Journal of Cellular Physiology
Volume 204, Issue 2, pages 623–631, August 2005
How to Cite
Chang, Y. Z., Qian, Z. M., Wang, K., Zhu, L., Yang, X. D., Du, J. R., Jiang, L., Ho, K. P., Wang, Q. and Ke, Y. (2005), Effects of development and iron status on ceruloplasmin expression in rat brain. J. Cell. Physiol., 204: 623–631. doi: 10.1002/jcp.20321
- Issue published online: 26 MAY 2005
- Article first published online: 2 MAR 2005
- Manuscript Accepted: 7 DEC 2004
- Manuscript Received: 18 SEP 2004
- Competitive Earmarked Grants of The Hong Kong Research Grants Council. Grant Number: PolyU5270/01M/B-Q445
- The Hong Kong Polytechnic University Research Grants.

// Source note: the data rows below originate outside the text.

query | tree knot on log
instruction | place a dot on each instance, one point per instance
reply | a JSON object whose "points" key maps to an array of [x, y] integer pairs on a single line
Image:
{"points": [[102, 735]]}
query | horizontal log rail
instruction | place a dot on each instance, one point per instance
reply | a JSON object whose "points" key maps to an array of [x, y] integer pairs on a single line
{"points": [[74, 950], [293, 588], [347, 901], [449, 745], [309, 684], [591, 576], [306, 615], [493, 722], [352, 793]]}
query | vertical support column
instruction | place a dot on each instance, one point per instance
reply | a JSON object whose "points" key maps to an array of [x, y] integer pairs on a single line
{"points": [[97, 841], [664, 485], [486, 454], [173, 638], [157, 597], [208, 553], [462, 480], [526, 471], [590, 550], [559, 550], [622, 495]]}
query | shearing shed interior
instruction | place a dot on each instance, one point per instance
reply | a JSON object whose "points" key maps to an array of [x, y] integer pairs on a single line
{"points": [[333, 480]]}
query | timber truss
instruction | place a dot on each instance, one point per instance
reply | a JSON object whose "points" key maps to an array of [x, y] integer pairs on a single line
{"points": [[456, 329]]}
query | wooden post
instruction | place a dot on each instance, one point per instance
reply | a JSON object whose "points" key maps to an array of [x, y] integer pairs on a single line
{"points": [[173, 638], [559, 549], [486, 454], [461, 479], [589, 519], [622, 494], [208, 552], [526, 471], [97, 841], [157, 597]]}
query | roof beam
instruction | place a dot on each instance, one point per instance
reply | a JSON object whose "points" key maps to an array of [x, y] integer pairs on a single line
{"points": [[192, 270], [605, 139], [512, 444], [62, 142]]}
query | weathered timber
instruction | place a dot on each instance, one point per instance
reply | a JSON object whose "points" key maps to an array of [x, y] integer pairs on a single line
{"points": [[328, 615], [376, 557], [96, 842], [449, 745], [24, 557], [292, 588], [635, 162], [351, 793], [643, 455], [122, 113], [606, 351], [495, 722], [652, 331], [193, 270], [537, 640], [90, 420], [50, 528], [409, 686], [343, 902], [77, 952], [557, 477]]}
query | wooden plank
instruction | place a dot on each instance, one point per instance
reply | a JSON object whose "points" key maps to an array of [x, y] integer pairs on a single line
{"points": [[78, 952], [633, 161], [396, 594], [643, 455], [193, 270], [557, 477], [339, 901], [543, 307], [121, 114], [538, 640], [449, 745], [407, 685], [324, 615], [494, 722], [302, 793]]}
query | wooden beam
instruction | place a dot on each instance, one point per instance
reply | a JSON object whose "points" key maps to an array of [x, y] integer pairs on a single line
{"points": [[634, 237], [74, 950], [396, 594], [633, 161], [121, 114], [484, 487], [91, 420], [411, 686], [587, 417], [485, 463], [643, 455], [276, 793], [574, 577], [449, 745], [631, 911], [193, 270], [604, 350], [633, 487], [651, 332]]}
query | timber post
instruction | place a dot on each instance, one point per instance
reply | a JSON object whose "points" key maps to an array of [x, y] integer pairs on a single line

Grant Numbers: G-YX14, G-YD78, A-PD92, G-T616, G-T856
The increased iron content in the brain of subjects with aceruloplasminemia has implicated ceruloplasmin (CP) as a major factor in the regulation of regional brain iron content. In this study, we investigated the effects of age and iron on CP expression in rat brain. In all four regions, the iron concentrations increased with developmental age. There is a similar trend in age-induced changes in CP mRNA and protein. The CP mRNA and protein levels were both lowest at postnatal day (PND) 7. The expression increased gradually with age, reaching the highest at PND196 in the striatum and substantia nigra, and at PND21 and PND63 in the cortex and hippocampus, respectively. This suggests the existence of an age-dependent pre-transcriptional regulation and a regionally specific effect of age on CP expression in the brain. Although total iron in all four regions was significantly lower in the rats fed with a low-iron diet for 6 weeks and higher in the rats with a high-iron diet than those in the control animals, no significant between-group differences in CP mRNA and protein were found in these animals, except in the substantia nigra where a significant increase in CP protein in high-iron rats was observed, and the reverse in low-iron rats. These findings suggested that the effects of iron on CP expression in the brain may be region-specific, and that regulation of CP expression by iron in the substantia nigra was at the post-transcriptional level. © 2005 Wiley-Liss, Inc.